Tom Jones ou Histoire d’un enfant trouvé/Livre 15/Chapitre 01

Imprimerie de Firmin Didot frères (Tome 4p. 78-80).

CHAPITRE PREMIER.



TROP COURT POUR MÉRITER LE NOM DE PRÉFACE.

Les théologiens et les moralistes nous enseignent, qu’ici-bas, la vertu conduit par une route certaine au bonheur, et le vice au malheur : salutaire et consolante doctrine, à laquelle il ne manque que d’être vraie.

En effet, si par vertu nos docteurs entendent cette qualité solide qui, peu jalouse de briller dans le monde, s’occupe uniquement, comme une bonne ménagère, de soins domestiques, nous serons volontiers de leur avis.

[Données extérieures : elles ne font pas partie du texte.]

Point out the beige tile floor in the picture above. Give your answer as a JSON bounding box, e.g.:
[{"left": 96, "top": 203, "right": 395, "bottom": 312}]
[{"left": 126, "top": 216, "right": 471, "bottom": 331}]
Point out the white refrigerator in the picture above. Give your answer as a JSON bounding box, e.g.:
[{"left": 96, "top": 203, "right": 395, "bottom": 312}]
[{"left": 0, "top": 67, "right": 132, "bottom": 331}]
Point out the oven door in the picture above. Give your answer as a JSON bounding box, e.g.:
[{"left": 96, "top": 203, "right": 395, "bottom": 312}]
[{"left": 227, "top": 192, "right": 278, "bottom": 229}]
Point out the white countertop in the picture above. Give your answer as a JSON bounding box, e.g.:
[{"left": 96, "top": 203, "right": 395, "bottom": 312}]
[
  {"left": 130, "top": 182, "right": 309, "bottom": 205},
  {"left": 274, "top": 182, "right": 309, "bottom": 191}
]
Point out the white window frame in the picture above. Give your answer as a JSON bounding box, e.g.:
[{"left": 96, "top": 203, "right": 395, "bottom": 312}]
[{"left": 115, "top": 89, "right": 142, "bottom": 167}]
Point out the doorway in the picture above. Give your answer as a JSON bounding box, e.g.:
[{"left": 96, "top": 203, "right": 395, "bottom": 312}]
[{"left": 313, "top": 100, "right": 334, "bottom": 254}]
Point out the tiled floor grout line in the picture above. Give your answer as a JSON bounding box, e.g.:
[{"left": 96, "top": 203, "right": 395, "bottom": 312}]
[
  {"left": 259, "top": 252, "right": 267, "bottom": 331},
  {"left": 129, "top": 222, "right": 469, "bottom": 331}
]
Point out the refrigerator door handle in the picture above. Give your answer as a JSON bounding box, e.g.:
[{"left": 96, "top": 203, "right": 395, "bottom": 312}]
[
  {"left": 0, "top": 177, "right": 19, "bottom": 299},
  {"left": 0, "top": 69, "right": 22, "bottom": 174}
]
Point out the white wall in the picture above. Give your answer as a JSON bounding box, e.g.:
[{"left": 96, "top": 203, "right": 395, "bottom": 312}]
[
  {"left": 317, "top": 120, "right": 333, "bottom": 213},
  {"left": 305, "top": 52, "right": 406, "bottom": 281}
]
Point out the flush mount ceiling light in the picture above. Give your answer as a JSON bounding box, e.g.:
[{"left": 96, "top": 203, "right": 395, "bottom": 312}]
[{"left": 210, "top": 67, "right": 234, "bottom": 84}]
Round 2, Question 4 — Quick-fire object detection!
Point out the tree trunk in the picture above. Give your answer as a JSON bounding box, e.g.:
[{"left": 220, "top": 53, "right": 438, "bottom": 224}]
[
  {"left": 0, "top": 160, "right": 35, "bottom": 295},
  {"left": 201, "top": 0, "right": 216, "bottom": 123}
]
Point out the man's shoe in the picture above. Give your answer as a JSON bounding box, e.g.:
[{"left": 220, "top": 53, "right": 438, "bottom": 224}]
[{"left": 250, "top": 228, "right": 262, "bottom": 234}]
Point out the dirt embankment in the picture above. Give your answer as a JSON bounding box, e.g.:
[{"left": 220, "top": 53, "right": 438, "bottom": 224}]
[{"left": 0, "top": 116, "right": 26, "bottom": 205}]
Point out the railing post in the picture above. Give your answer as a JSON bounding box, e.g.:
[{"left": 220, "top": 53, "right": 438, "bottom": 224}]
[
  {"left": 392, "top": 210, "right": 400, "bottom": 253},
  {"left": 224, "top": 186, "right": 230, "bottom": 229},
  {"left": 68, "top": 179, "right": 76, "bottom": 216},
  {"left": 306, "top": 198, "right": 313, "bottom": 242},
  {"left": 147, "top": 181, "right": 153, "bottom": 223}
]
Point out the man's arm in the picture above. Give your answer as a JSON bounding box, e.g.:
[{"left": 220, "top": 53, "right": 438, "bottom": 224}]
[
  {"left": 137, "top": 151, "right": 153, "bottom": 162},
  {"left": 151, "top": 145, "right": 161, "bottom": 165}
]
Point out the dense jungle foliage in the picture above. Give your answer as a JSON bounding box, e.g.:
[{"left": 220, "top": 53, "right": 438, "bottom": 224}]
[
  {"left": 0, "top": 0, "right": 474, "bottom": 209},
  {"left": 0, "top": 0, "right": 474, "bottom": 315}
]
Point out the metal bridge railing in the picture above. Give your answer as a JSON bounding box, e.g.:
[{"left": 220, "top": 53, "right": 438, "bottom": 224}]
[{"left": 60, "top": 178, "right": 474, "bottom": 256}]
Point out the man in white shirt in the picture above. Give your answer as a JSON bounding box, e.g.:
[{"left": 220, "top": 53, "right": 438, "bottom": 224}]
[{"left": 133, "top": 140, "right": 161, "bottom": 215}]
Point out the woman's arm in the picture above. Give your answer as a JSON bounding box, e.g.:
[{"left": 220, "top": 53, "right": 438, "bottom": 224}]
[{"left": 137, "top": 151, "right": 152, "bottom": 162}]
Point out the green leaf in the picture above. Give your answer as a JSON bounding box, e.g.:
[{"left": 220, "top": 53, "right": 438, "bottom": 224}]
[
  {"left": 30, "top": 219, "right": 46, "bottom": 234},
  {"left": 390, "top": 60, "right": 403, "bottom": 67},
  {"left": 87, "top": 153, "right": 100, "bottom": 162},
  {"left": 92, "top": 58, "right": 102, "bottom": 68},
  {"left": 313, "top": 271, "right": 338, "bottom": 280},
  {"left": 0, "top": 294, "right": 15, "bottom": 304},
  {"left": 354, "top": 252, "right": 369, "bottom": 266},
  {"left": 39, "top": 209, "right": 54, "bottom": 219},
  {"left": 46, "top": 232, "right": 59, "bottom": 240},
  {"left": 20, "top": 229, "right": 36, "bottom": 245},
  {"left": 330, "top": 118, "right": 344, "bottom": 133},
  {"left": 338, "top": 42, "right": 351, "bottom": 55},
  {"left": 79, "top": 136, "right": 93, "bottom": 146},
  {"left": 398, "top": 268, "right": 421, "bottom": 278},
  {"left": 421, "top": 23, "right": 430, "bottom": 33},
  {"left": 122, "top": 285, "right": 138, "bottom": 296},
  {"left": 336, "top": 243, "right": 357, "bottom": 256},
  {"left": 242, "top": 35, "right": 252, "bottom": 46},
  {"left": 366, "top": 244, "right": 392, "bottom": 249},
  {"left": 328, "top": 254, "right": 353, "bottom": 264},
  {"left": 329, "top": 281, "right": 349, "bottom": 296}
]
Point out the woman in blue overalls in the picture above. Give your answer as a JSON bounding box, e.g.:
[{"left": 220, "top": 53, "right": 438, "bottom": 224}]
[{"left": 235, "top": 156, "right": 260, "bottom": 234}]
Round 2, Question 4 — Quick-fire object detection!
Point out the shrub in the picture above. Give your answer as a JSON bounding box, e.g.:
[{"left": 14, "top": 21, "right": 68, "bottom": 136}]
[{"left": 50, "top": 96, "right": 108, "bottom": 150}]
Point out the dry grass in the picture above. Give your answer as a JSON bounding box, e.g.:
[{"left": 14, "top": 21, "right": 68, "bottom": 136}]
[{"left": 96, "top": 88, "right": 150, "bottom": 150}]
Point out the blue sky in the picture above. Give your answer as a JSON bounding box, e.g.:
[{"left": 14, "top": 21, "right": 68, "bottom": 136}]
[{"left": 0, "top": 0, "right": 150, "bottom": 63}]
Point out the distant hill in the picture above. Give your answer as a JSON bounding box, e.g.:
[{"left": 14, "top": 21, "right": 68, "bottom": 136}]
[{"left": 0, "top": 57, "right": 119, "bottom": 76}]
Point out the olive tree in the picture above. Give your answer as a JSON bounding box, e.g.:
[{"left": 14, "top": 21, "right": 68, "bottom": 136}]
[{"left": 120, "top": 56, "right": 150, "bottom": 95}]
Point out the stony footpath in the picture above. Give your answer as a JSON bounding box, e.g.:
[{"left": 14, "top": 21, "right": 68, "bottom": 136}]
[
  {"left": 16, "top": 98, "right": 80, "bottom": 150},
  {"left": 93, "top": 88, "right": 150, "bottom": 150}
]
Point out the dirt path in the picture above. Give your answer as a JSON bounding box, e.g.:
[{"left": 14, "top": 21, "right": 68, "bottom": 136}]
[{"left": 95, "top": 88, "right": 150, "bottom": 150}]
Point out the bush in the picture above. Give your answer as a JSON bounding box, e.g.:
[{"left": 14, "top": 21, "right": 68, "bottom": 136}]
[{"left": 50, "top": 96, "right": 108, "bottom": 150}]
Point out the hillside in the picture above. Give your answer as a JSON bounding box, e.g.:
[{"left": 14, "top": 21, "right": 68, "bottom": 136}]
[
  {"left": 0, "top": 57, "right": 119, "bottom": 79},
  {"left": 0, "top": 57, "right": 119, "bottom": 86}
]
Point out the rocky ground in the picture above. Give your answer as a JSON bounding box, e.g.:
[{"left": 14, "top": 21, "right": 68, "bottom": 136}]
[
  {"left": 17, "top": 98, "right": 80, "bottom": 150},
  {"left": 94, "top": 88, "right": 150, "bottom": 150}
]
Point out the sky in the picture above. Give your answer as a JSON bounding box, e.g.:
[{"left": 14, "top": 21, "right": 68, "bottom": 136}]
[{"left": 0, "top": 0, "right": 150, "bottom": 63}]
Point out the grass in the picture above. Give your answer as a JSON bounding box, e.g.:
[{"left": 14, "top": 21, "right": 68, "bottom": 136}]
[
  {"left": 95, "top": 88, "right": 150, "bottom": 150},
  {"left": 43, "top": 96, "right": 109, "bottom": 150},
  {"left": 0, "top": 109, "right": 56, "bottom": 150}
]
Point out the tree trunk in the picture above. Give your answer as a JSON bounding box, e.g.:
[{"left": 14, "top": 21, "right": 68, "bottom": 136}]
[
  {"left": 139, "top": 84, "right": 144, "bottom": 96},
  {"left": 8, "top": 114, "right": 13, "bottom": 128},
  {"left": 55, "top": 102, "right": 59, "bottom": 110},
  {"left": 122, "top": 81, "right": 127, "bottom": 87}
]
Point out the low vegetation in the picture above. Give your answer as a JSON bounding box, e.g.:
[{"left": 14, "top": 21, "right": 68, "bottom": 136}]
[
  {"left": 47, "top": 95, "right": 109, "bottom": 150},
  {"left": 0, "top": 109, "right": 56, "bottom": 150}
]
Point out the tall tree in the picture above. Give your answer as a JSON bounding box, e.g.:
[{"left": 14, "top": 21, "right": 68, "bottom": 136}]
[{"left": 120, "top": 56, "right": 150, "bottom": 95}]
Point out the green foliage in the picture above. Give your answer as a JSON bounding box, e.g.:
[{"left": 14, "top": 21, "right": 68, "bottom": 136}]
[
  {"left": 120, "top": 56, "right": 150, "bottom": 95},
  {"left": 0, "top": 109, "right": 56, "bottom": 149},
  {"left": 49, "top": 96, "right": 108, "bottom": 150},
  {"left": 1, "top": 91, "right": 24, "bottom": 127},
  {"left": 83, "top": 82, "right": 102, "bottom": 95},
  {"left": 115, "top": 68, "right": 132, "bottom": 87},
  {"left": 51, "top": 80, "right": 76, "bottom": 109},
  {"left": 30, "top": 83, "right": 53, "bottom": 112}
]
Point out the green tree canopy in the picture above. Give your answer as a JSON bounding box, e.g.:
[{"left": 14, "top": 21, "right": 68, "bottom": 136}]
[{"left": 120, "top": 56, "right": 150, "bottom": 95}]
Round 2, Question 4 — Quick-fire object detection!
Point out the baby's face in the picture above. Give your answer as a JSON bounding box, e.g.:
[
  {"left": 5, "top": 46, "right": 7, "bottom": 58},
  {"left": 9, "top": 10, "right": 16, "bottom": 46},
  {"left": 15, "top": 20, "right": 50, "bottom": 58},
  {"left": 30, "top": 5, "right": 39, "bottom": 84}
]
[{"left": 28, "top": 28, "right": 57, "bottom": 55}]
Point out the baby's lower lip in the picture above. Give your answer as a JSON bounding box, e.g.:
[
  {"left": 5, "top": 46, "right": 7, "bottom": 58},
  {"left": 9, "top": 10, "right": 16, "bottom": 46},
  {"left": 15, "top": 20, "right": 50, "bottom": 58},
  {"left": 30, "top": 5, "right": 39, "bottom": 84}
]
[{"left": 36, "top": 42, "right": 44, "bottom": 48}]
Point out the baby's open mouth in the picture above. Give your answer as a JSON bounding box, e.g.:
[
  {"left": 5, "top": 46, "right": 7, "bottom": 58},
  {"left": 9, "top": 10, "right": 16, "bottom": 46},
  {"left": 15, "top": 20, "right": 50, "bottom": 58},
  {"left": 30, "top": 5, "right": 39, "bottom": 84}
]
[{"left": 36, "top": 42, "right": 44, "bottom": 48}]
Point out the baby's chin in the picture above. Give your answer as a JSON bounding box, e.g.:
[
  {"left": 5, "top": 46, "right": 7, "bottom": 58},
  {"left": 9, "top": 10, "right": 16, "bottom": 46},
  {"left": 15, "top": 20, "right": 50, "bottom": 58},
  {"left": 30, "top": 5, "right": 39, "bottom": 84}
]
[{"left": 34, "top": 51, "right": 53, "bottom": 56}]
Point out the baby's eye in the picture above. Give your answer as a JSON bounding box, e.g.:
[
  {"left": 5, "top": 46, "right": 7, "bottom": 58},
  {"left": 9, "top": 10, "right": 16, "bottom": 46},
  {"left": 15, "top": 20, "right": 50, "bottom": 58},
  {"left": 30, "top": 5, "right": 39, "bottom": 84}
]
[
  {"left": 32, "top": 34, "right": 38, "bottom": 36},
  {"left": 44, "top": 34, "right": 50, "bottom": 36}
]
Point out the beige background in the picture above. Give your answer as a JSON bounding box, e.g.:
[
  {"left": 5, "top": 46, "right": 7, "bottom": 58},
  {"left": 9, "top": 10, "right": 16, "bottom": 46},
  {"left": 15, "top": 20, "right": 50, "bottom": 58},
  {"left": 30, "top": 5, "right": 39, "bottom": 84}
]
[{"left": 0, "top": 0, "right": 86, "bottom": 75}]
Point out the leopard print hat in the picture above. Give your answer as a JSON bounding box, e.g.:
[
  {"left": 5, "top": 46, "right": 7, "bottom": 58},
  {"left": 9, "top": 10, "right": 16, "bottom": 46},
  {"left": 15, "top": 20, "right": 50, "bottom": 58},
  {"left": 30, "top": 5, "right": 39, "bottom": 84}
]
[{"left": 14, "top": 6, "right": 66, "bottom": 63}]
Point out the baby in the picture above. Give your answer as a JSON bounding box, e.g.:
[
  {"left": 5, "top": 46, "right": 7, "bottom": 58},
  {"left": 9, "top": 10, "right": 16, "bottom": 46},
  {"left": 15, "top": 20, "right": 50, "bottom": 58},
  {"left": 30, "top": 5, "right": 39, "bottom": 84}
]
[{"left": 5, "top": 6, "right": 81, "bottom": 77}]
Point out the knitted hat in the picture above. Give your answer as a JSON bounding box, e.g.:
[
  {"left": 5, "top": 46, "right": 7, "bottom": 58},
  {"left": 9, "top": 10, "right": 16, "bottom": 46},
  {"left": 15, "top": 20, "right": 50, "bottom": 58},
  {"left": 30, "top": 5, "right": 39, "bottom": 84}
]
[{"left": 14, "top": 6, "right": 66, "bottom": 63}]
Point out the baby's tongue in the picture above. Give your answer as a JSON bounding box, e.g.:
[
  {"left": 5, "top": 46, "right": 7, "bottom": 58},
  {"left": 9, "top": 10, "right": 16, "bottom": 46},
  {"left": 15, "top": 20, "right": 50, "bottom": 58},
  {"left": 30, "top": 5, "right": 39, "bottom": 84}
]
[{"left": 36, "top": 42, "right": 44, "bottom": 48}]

Elle conduit au bonheur d’une manière si infaillible, qu’en dépit de tous les philosophes anciens et modernes, nous serions tenté de l’appeler sagesse, plutôt que vertu ; car à ne considérer que le seul intérêt de cette vie, nous ne concevons pas de système plus raisonnable que celui des anciens Épicuriens qui attachoient le souverain bien à la sagesse, ni d’opinion plus absurde que celle de leurs modernes adversaires qui placent la félicité suprême dans la complète satisfaction des appétits sensuels.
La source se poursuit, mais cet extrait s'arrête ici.